Pematangsiantar (SIB)- Pemerintah diminta membentuk peraturan perundang-undangan untuk melindungi hak-hak buruh rumahan seperti pekerja pemilin ulos, pengupas bawang,pemecah kemiri,bordir dan lainnya. Hak-hak dasar buruh rumahan, seperti honor dan kesejahteraan masih tampak terabaikan.
Permintaan ini terungkap saat, DPP FSB Kamiparho KSBI bekerjasama dengan Australia AID, ILO menyelenggarakan seminar bersama dengan para undangan yang terdiri dari puluhan buruh rumahan dan serikat pekerja dengan tema. "Pandangan Serikat Buruh dalam mendorong kebijakan pemerintah untuk melindungi buruh rumahan" di Hotel Grand Palm, Jalan MH Sitorus Pematangsiantar, Senin (27/4) .
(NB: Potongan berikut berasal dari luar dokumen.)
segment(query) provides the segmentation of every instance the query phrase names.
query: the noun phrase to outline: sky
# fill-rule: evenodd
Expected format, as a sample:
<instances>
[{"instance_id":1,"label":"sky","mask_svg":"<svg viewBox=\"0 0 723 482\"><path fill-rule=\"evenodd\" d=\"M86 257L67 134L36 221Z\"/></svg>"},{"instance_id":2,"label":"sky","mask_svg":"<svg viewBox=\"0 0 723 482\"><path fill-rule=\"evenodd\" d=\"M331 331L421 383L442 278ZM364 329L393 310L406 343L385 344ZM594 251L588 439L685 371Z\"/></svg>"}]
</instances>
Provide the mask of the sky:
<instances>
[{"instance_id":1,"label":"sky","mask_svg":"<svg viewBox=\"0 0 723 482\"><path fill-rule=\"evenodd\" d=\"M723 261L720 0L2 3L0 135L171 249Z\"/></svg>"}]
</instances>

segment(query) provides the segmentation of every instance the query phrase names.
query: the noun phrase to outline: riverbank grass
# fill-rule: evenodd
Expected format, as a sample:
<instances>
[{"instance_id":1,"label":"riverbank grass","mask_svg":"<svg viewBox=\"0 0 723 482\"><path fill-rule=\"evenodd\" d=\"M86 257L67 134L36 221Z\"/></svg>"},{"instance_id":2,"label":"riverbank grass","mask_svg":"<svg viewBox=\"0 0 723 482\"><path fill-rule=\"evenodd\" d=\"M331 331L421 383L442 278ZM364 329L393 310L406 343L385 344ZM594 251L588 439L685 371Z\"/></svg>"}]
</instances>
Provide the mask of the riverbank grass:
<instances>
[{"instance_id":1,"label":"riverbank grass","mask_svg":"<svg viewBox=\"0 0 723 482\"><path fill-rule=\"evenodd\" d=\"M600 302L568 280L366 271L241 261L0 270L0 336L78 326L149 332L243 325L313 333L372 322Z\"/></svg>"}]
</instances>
Ketua Umum Federasi Serikat Buruh Kamiparho (Makanan, Minuman, Pariwisata, Restoran, Hotel dan Tembakau) Serikat Buruh Sejahtera Indonesia (SBSI), Supardi mengatakan saat ini masalah yang dihadapi buruh rumahan adalah upah yang diterima jauh di bawah upah minimum kabupaten/kota.
"Belum terakuinya sebagai buruh yang layak diorganisir. Bahkan, di mata pemerintah pun buruh rumahan bukanlah merupakan buruh. Malah, tidak dihitung sebagai faktor produksi yang perlu dicatat dalam statistik ekonomi pemerintah," ujar Supardi yang didampingi Sekretaris Wilayah KSBSI Sumut, Tobasan Siregar dan Ramlan Hutabarat selaku KSBSI Federasi Kamiparho beserta pengurus KSBSI Siantar-Simalungun yakni Ramson Bakkara, Suryati Simanjuntak dan pemerhati buruh dan anak, Milton Napitupulu
Diterangkannya, sistem buruh rumahan yang terjadi saat ini adalah kontrak kerja yang tidak sejalan dengan peraturan perundang-undangan, tidak mempunyai hubungan kerja, tidak ada perlindungan hukum, tidak mendapatkan pengamanan sosial.